Agarwala is elated. “It’s Housing 3.0 as we assume leadership in traffic,” he says. Over the next 12 to 18 months, he proclaims, Housing will become the biggest in revenue as well. “That’s the goal now,” he says. He explains the game plan to take pole position: Market by market. “We have shortlisted a couple of markets where we will beat these guys in sales,” he explains. The flywheel then will gather pace. Though clocking ₹100 crore is exciting, what’s most satisfying for him is the fact that Housing has become the flagship brand of Elara Technologies, which is owned by Australia’s REA Group, in which Rupert Murdoch’s News Corp has a majority stake. “Housing is also our biggest revenue earner,” he says.
Agarwala is not alone to rejoice. One of Housing’s co-founders is equally ecstatic. “The birth of Housing is very close to my heart,” says Advitiya Sharma, co-founder and former chief marketing officer of Housing. Though mergers, he lets on, usually end up being black holes for startups, Housing is one of the few startups to grow successfully even after the merger. “It’s a great example of a great merger,” he says. There is a tinge of regret, though, in his voice. He explains. “Had we not spread ourselves too thin, we had the golden opportunity to become the fastest unicorn,” he rues. When Housing was started in 2012, he recounts, it disrupted the market which was full of fake listings and information. “We always believed that if we successfully build a brand, we will build a brilliant business,” he says.

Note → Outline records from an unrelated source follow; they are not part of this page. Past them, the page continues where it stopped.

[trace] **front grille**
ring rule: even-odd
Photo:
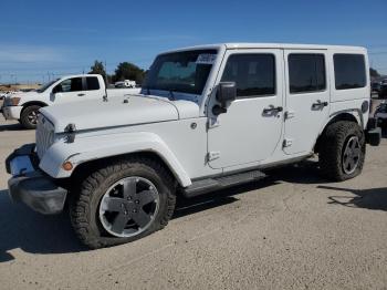
[[[39,158],[42,158],[44,153],[54,143],[54,126],[42,114],[38,117],[36,125],[36,153]]]

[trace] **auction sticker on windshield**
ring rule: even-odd
[[[217,54],[202,53],[198,55],[196,60],[197,64],[213,64],[217,59]]]

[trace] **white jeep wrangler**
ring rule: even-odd
[[[219,44],[158,55],[139,94],[40,111],[36,144],[7,159],[9,191],[42,214],[69,204],[91,248],[167,225],[176,196],[260,179],[318,154],[333,180],[357,176],[369,75],[363,48]]]

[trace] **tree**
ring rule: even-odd
[[[369,74],[372,77],[378,77],[380,76],[380,74],[378,73],[377,70],[373,69],[373,68],[369,68]]]
[[[88,73],[101,74],[104,79],[106,77],[105,66],[102,61],[94,61],[94,64],[90,68],[91,71]]]
[[[136,83],[138,84],[142,84],[144,81],[144,77],[145,77],[144,70],[139,69],[137,65],[130,62],[121,62],[117,65],[117,69],[115,70],[115,75],[113,80],[115,82],[132,80],[132,81],[136,81]]]

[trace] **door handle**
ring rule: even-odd
[[[263,108],[263,114],[280,113],[283,111],[282,106],[273,106]]]
[[[312,110],[323,108],[324,106],[327,106],[327,105],[328,105],[328,102],[322,102],[317,100],[316,103],[312,104]]]

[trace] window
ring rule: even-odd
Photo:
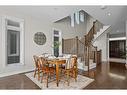
[[[5,63],[6,64],[18,64],[23,61],[24,54],[24,36],[23,36],[23,26],[24,20],[14,17],[4,17],[3,18],[3,31],[5,31]],[[7,61],[6,61],[7,60]]]
[[[61,32],[59,30],[53,31],[53,54],[58,57],[62,54],[62,37]]]

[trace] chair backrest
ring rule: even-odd
[[[77,66],[77,56],[72,55],[70,58],[67,58],[65,69],[72,69],[75,66]]]
[[[39,63],[41,64],[42,67],[44,67],[47,64],[47,59],[45,57],[40,57],[39,58]]]
[[[38,63],[39,57],[34,55],[33,58],[34,58],[35,66],[36,66],[36,68],[38,68],[39,67],[39,63]]]

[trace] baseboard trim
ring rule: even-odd
[[[9,73],[1,73],[0,78],[15,75],[15,74],[20,74],[20,73],[30,72],[30,71],[33,71],[33,70],[34,70],[33,68],[30,68],[30,69],[27,69],[27,70],[14,71],[14,72],[9,72]]]

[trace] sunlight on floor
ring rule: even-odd
[[[117,74],[114,74],[114,73],[109,73],[109,76],[114,77],[114,78],[119,78],[119,79],[122,79],[122,80],[126,79],[125,76],[117,75]]]

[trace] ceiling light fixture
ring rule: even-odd
[[[111,16],[111,13],[108,13],[108,16]]]
[[[105,6],[105,5],[102,5],[102,6],[101,6],[101,9],[102,9],[102,10],[104,10],[104,9],[106,9],[106,8],[107,8],[107,6]]]

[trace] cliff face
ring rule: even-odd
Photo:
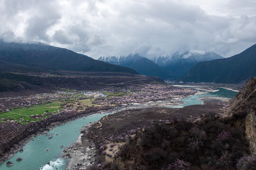
[[[247,82],[230,104],[227,115],[245,115],[246,136],[248,140],[251,153],[256,155],[256,77]]]
[[[230,107],[226,114],[231,115],[234,112],[255,110],[256,106],[256,77],[249,80],[238,94],[230,102]]]

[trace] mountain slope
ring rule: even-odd
[[[238,83],[256,76],[256,44],[227,59],[200,62],[181,80],[184,82]]]
[[[161,78],[165,77],[165,73],[159,66],[138,54],[119,57],[101,57],[98,60],[132,68],[140,74],[151,76],[157,76]]]
[[[90,72],[118,72],[137,74],[133,69],[82,55],[71,50],[46,45],[0,41],[0,62],[44,70]],[[6,67],[7,70],[11,69]]]
[[[185,75],[200,61],[223,58],[214,52],[190,50],[176,52],[171,56],[160,56],[153,61],[168,73],[169,78],[175,79]]]

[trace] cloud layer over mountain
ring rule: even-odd
[[[181,49],[230,57],[256,43],[255,0],[208,1],[0,0],[0,39],[40,41],[94,58]]]

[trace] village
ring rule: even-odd
[[[169,85],[149,84],[110,88],[100,91],[62,89],[54,93],[0,98],[0,122],[27,124],[61,113],[81,112],[91,107],[113,107],[165,101],[194,94],[196,90]]]

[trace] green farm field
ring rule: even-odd
[[[17,120],[18,122],[20,120],[19,118],[23,118],[25,120],[21,122],[23,124],[29,123],[30,121],[40,121],[42,119],[49,117],[49,115],[45,115],[44,117],[39,117],[37,119],[33,119],[30,116],[32,115],[38,114],[40,115],[43,114],[44,112],[46,112],[46,110],[48,110],[48,113],[54,111],[57,111],[60,109],[60,107],[61,103],[62,103],[62,102],[56,102],[47,104],[33,105],[29,109],[24,107],[18,109],[12,110],[8,112],[0,114],[0,119],[3,118],[6,120]],[[29,122],[26,121],[27,120],[28,120]],[[7,122],[7,121],[3,121],[3,122]]]

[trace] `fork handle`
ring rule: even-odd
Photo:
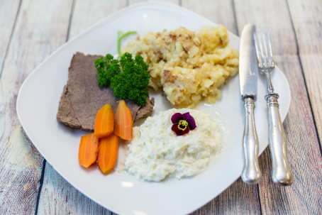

Back in August 2015, a month after Housing sacked controversial co-founder and enfant terrible of startups Rahul Yadav, citing ‘objectionable behaviour’, Jason Kothari was made the head of Mission Impossible: Salvaging whatever was left of Housing. The startup had three months of runway left; there was no trust from its existing investors, much less from new investors, to raise further capital; and there was no strategy and business model.
Kothari, who was appointed as chief business officer of Housing by SoftBank in August 2015, was not convinced about his role. Reason: Lack of experience in online real estate. The leadership at SoftBank, though, felt that Kothari was the right person for the job. His track record in turning around his company, Valiant Entertainment, added heft to his reputation. In the driving seat at Housing, the young entrepreneur decided to look at the silver lining. “Housing had a great product, a young and talented team, and was in a large, unorganised space ripe for disruption,” he recalls. Rather than focusing on what went wrong, Kothari started to rebuild the startup, which marked the beginning of Housing 2.0.
The immediate task was to reboot the startup. Kothari hired a new management team—CXOs from Google and Reliance Jio; focussed on the most important vertical of buying and selling homes, and devoted all his energies on the top seven cities in India. He restructured the operations to optimise efficiencies, including reimagining the organisation chart of the 1,000-people team, their KRAs (key result areas) and KPIs (key performance indicators), and culture. Steps were taken to rebuild trust with investors and more capital was raised.